Customer Requirements (Analysis)
CAUTION
For a given set of customer requirements, Sun Cluster 3.0 hardware applications are implemented across many layers, each layer having several aspects that need to be considered when proposing a solution. Only a comprehensive analysis of the customer's application requirements combined with a thorough knowledge of Sun Microsystems products and services can ensure that the cluster solution meets the customer's internal service level agreement (SLA). An incomplete analysis often leads to a poorly functioning cluster that adds little value to the customer's business and actually increases their cost of ownership. Dissatisfied customers are unlikely to purchase further clusters from Sun Microsystems. See ''References'' on page 19 for additional references.
Architectural Limitations
The Sun Cluster 3.0 hardware architecture is able to provide the highest levels of availability for hardware, operating system, and applications without compromising data integrity. The Sun Cluster 3.0 hardware environment (for example, hardware, operating environment, framework, API, and applications) can be customized to create HA applications.
Regardless of design, any software or hardware has physical or technical limitations. The Sun Cluster 3.0 hardware setup environment can be used in varying hardware and software configurations. However, before implementing the Sun Cluster 3.0 software, it is important to understand limitations of the product.
Configuring Clusters for HA: Primary Considerations
The primary configuration and planning considerations for HA applications and databases include identifying requirements for: software versions and features, boot environment, shared storage, and data services and their agents.
Designing a production cluster environment for a mission-critical environment is a complex task, involving the careful selection of optimum components amid a seemingly baffling array of options. We recommend that you work closely with a qualified consulting practice, such as Sun Professional Services, in making these selections. For example, determining the optimum number or mix of database instances or services per node, or ensuring that no potential agent conflicts exists and resolving any service level conflicts.

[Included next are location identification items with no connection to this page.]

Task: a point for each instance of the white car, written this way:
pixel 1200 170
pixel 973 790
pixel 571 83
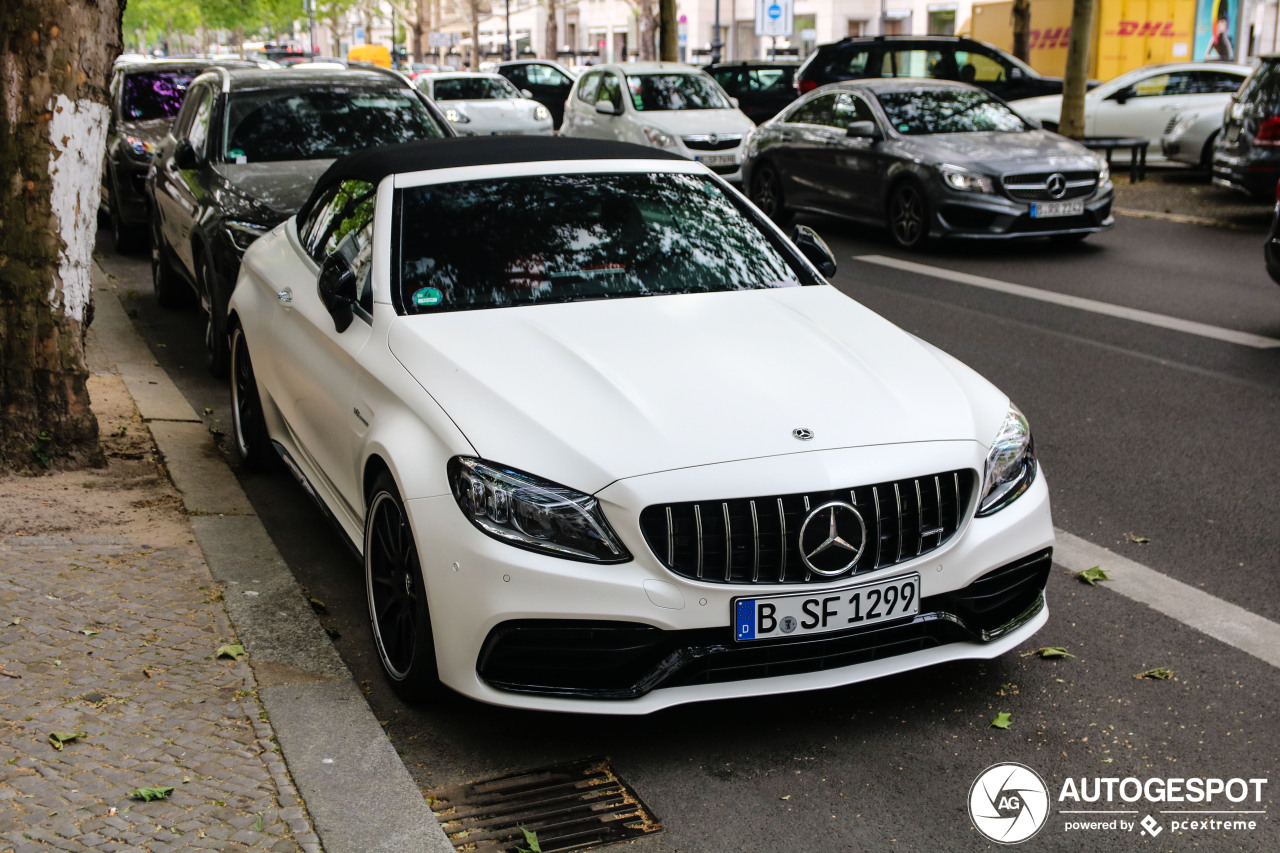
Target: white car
pixel 609 442
pixel 666 105
pixel 484 104
pixel 1141 103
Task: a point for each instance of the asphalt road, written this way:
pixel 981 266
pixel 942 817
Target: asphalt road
pixel 1144 433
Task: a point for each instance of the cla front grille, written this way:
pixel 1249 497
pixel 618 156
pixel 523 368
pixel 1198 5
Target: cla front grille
pixel 1036 186
pixel 708 144
pixel 757 541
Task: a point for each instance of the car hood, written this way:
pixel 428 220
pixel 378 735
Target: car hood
pixel 588 393
pixel 696 122
pixel 151 131
pixel 280 186
pixel 1004 153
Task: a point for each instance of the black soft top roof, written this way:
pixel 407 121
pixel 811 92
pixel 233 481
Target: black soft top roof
pixel 375 164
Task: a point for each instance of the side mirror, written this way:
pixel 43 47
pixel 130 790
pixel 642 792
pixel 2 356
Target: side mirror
pixel 184 155
pixel 337 288
pixel 863 131
pixel 813 247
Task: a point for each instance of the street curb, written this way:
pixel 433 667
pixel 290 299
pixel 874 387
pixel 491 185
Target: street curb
pixel 357 790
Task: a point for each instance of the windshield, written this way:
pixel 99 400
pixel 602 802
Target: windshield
pixel 315 124
pixel 472 89
pixel 154 94
pixel 947 110
pixel 676 92
pixel 574 237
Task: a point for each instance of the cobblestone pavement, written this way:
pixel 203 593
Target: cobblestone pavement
pixel 117 641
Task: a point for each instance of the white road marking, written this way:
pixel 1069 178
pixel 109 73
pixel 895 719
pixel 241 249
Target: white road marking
pixel 1191 606
pixel 1137 315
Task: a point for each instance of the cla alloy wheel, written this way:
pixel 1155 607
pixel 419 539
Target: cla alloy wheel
pixel 908 218
pixel 252 441
pixel 397 598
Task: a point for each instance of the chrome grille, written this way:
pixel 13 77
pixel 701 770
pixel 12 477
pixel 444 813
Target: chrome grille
pixel 1031 186
pixel 757 541
pixel 722 142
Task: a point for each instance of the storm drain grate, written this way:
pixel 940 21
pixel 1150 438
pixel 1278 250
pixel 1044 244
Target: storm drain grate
pixel 571 807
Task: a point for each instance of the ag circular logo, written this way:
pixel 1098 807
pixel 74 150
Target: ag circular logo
pixel 1009 803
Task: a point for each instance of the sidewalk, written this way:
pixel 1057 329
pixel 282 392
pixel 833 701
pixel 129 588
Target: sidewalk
pixel 115 638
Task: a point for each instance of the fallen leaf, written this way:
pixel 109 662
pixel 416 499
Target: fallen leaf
pixel 150 793
pixel 59 739
pixel 1093 575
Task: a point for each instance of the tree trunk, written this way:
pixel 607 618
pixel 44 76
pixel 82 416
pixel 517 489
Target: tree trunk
pixel 1070 121
pixel 54 63
pixel 668 31
pixel 1022 16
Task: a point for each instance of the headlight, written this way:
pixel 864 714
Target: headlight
pixel 530 512
pixel 959 178
pixel 1010 464
pixel 657 138
pixel 243 233
pixel 140 147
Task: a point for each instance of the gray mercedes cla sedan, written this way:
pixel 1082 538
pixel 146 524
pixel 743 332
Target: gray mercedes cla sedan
pixel 927 159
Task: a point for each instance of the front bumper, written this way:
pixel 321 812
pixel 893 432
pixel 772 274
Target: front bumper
pixel 992 217
pixel 521 629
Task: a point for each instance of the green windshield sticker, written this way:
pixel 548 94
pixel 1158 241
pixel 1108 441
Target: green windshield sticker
pixel 428 296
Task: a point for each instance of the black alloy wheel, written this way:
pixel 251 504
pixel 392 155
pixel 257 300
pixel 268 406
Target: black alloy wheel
pixel 908 215
pixel 397 597
pixel 767 194
pixel 216 350
pixel 164 281
pixel 252 441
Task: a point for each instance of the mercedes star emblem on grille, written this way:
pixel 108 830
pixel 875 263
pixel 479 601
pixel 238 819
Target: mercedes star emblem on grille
pixel 832 538
pixel 1056 185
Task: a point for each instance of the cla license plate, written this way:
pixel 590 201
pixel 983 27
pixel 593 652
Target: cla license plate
pixel 1057 209
pixel 831 610
pixel 717 159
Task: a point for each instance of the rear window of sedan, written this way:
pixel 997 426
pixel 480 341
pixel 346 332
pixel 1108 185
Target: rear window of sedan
pixel 315 124
pixel 576 237
pixel 947 110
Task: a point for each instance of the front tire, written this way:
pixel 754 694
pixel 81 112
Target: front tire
pixel 252 441
pixel 398 611
pixel 908 215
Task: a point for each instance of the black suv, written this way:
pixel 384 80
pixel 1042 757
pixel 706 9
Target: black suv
pixel 1247 151
pixel 242 156
pixel 938 56
pixel 144 97
pixel 760 86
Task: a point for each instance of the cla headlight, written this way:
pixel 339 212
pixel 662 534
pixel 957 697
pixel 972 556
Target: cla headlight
pixel 530 512
pixel 657 138
pixel 1010 464
pixel 959 178
pixel 140 147
pixel 243 233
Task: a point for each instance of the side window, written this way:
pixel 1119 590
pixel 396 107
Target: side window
pixel 849 109
pixel 200 121
pixel 816 112
pixel 589 86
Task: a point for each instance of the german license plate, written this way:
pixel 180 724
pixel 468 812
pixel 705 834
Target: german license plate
pixel 717 159
pixel 831 610
pixel 1047 209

Different cluster topologies require carefully prescribed setup procedures in relation to the following cluster components:
Number of logical hosts per node (including their agents, agent interoperability, and service level requirements)
Type of Volume Manager
Disk striping and layout
File systems vs. Raw Device database storage
Performance (local storage vs. GFS considerations)
Network Infrastructure requirements and redundancy
Client Failover Strategy
Logical host Failover Method (manual vs. automatic)
Naming conventions (host ID, disk label, disk groups, meta sets, mount points, etc.)
Normal Operations Policies and Procedures
Backup and Recovery Procedures for the SunPlex components
NOTE
See ''References'' on page 19, for relevant Sun BluePrints Online articles, when considering each of these important topics.
Standard Sun Cluster Configurations
The Sun Cluster 3.0 hardware configuration implemented for these hands-on labs represents an entry-level platform, providing no SPOF for the cluster pair.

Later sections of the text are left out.